Роберт Дж. Смит утверждает, что одной из характерных черт предков в Японии является то, что они являются «категорией мертвых, оказывающих покровительство некоторой социальной группе», будь то домохозяйство, «хан» (han), деревня, село или нация [Smith 1974: 212]. Как исторические сущности, время от времени под власть предков попадают отдельные лица, семьи и более крупные социальные группы. Для пожилых жителей деревни, в частности, большое значение имеет их чувство долга перед предками, т. е. обеспечение сохранности связанных с этими предками символов и забота о них, – о фотографиях, «ихай», рисовых полях, домашнем имуществе и деревне в целом. Это означает, что, даже имея проблемы со здоровьем, как в случае с Уэмото-саном, они считают, что нужно продолжать не просто владеть рисовыми полями, но и обрабатывать их, чтобы они были постоянно задействованы, – во многом так же, как предки остаются активной частью домохозяйства посредством символов «ихай» и фотографий. Оставить рисовые поля без обработки означало бы символически оставить на произвол судьбы как целостную историческую сущность само домашнее хозяйство, это было бы оскорблением предков, давших человеку жизнь и благосостояние.
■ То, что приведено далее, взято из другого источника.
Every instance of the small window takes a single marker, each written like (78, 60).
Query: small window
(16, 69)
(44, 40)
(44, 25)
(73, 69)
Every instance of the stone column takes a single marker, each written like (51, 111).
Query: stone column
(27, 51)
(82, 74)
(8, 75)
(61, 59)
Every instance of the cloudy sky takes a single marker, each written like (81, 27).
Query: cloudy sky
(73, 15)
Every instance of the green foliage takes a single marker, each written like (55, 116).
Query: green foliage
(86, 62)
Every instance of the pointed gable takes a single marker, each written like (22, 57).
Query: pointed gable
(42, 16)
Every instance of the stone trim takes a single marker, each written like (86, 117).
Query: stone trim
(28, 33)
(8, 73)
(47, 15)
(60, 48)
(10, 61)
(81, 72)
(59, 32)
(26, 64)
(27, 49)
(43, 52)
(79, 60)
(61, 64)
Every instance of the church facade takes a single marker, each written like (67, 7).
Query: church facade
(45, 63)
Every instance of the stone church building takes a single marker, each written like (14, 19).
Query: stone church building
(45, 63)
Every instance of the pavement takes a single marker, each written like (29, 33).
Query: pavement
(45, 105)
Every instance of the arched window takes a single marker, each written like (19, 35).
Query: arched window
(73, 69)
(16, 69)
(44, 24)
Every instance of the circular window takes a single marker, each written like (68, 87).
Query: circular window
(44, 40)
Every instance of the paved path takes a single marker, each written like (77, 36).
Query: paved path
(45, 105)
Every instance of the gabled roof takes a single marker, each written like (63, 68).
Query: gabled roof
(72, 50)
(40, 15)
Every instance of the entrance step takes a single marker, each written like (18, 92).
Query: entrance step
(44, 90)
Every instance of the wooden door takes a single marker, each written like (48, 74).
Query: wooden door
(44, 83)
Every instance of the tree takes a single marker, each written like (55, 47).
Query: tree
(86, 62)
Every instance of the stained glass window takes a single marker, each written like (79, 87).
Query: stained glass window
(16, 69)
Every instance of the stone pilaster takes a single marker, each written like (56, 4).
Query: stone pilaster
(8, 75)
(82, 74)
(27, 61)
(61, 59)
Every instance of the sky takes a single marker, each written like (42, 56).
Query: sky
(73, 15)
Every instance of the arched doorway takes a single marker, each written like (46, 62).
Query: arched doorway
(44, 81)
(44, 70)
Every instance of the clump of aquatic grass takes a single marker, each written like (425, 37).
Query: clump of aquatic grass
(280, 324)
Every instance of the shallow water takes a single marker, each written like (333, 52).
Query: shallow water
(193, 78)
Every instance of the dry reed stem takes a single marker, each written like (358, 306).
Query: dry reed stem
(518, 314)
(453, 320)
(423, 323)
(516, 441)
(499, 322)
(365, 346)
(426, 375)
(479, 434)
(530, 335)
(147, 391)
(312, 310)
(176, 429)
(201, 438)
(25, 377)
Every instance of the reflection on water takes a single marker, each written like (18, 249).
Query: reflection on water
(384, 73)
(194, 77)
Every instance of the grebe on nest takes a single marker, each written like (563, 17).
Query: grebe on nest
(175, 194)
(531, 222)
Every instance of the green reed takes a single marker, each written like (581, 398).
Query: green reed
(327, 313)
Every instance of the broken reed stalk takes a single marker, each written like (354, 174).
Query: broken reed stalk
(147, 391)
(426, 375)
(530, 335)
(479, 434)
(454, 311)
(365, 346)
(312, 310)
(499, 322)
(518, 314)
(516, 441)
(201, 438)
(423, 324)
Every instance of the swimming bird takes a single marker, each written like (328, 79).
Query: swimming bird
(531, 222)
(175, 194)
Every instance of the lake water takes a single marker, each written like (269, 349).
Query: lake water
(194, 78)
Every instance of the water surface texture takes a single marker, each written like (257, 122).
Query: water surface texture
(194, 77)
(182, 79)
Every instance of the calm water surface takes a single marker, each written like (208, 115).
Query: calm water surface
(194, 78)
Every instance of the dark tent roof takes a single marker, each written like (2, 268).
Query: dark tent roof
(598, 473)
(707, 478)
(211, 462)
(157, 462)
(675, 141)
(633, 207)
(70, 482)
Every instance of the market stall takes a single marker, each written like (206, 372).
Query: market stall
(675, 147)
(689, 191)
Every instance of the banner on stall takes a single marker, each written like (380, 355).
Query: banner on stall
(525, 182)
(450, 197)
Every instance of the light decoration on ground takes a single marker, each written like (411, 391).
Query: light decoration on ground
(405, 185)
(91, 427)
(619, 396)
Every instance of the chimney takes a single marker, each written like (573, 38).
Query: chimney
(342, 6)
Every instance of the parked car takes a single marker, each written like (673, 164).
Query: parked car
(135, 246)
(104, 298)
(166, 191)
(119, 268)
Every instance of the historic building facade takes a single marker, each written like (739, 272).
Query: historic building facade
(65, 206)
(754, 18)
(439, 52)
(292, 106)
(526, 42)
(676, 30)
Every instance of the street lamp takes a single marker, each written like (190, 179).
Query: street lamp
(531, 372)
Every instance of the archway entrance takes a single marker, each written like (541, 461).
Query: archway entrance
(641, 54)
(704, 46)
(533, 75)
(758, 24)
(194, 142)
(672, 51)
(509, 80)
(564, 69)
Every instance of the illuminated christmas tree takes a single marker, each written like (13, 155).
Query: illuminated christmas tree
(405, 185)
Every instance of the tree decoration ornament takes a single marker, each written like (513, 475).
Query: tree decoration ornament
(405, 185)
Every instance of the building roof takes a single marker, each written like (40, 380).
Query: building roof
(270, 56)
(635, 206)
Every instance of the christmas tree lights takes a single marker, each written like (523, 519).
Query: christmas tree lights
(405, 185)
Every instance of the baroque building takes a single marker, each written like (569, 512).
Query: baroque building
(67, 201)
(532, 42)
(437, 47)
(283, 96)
Для пожилых людей, таких как Уэмото-сан, предки могут оказаться тяжелым бременем. Сильное чувство ответственности за то, что они получили от своих предков, в сочетании с тем, что дети и внуки либо уезжают, либо не желают помогать в сельском хозяйстве, оказываются для пожилых людей таким бременем заботы о хозяйстве или садовых землях, с которым те могут физически не справляться. Однако необходимость поддержания преемственности домохозяйства, т. е. сохранения домохозяйства как активного субъекта, оказывается значительнее этих проблем. В трудную минуту (обычно при крайней нужде) особенно тяготятся указанным бременем пожилые люди, не имеющие родственников поблизости. В такие моменты помощь приходит не от семьи, а от соседей.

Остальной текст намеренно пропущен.